Lutheran service book and hymnal

The Service Book and Hymnal (SBH) is a hymnal first published in 1958 by Augsburg Publishing House. It was used by most of the Lutheran church bodies in the United States that today compose the Evangelical Lutheran Church in America (ELCA) prior to the publishing of the Lutheran Book of Worship (LBW) of 1978. In ELCA circles, historically, the Service Book and Hymnal has been called the "red book" while the Lutheran Book of Worship has been called the "green book." The newest ELCA hymnal, Evangelical Lutheran Worship (ELW) is often referred to as "the cranberry book".

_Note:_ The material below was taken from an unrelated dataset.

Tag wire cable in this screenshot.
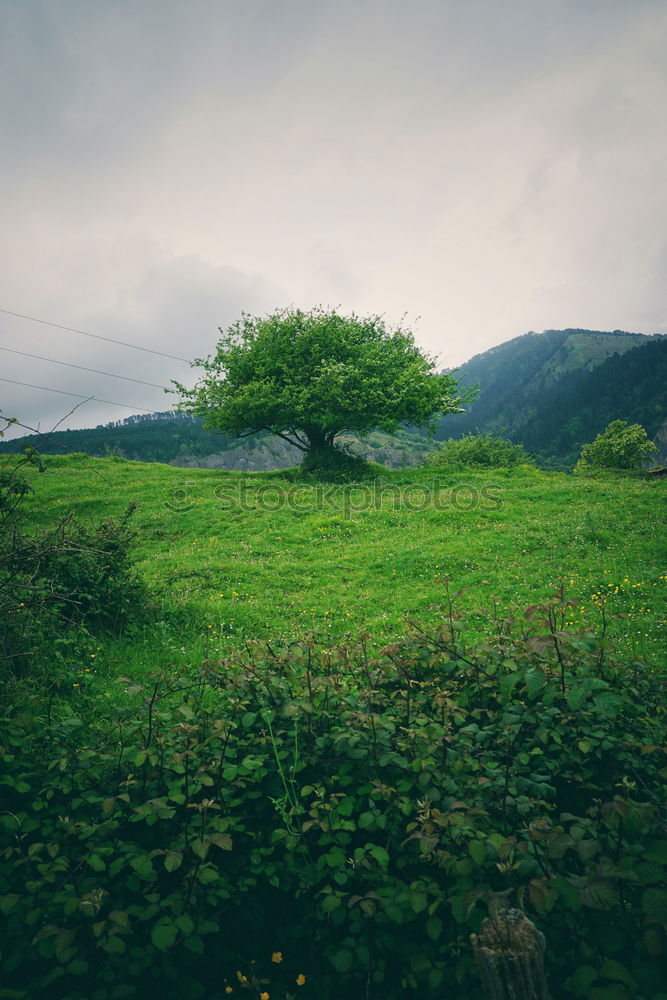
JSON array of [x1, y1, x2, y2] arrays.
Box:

Prior to the merger of 1987 which created the ELCA, there were several smaller Lutheran church bodies. The ones involved in the Service Book and Hymnal included the American Evangelical Lutheran Church, the American Lutheran Church (1930), the Augustana Evangelical Lutheran Church, the Evangelical Lutheran Church, the Finnish Evangelical Lutheran Church of America, the Lutheran Free Church, the United Evangelical Lutheran Church, and the United Lutheran Church in America. These churches (most of whom are now in the ELCA) had many different hymnals until 1958 when the Service Book and Hymnal came out.

Service Book and Hymnal contains 602 hymns, the first 148 of them organized to correspond with the Church Year. The liturgies and Psalms precede the hymns, with indexes in the back. Three settings of The Service were available whereas only the first two (p. 15 & p. 41) were included in the pew editions of the hymnal. Chant, chorale and plainsong styles were used. The cover of SBH features a gold cross on a circle logo symbolizing Christ in the world.